The fish had barely spit him up when he started complaining about his lot in life. And what is he angry about? God’s mercy toward a city full of people. He’d rather die in the desert outside the city than rejoice for the thousands of people and animals who thought better of their ways and promised to change. He’s more concerned with the shrub. Jonah: a rescued prophet with little compassion and an amazing lack of perspective.

I think God was trying hard not to laugh at Jonah and his tantrum. Like a mother, God gives a bigger view of reality than Jonah wishes to have, perhaps hoping that Jonah will find mercy in his heart without the help of another three day fish retreat.

Of course, it’s easy for me to see the humor in this, sitting on my sofa, typing on my laptop. I have nothing at stake. But I suspect this story is sacred because it’s a lot harder to laugh and let go of pettiness when it’s my little self throwing the fit…

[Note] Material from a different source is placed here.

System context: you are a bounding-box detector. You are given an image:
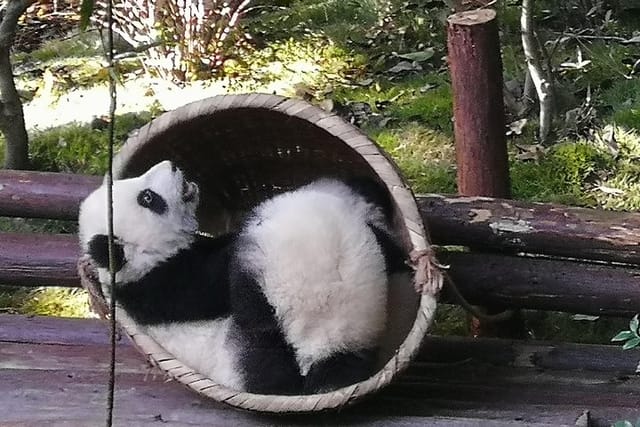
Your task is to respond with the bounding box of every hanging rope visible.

2 thoughts on “Little Prophet, Big City

  1. Bill Albritton

    Well said–it’s harder to laugh at Jonah when I look at my own petty whinings to God. I mean, here’s Jonah, possibly the most successful prophet of all times (most, it seems, were total failures) and he doesn’t even want to succeed! That says something to me about what I want vs. what God has in store. As one of my friends who has MS said, when he asks “why me” he must also ask “why NOT me?”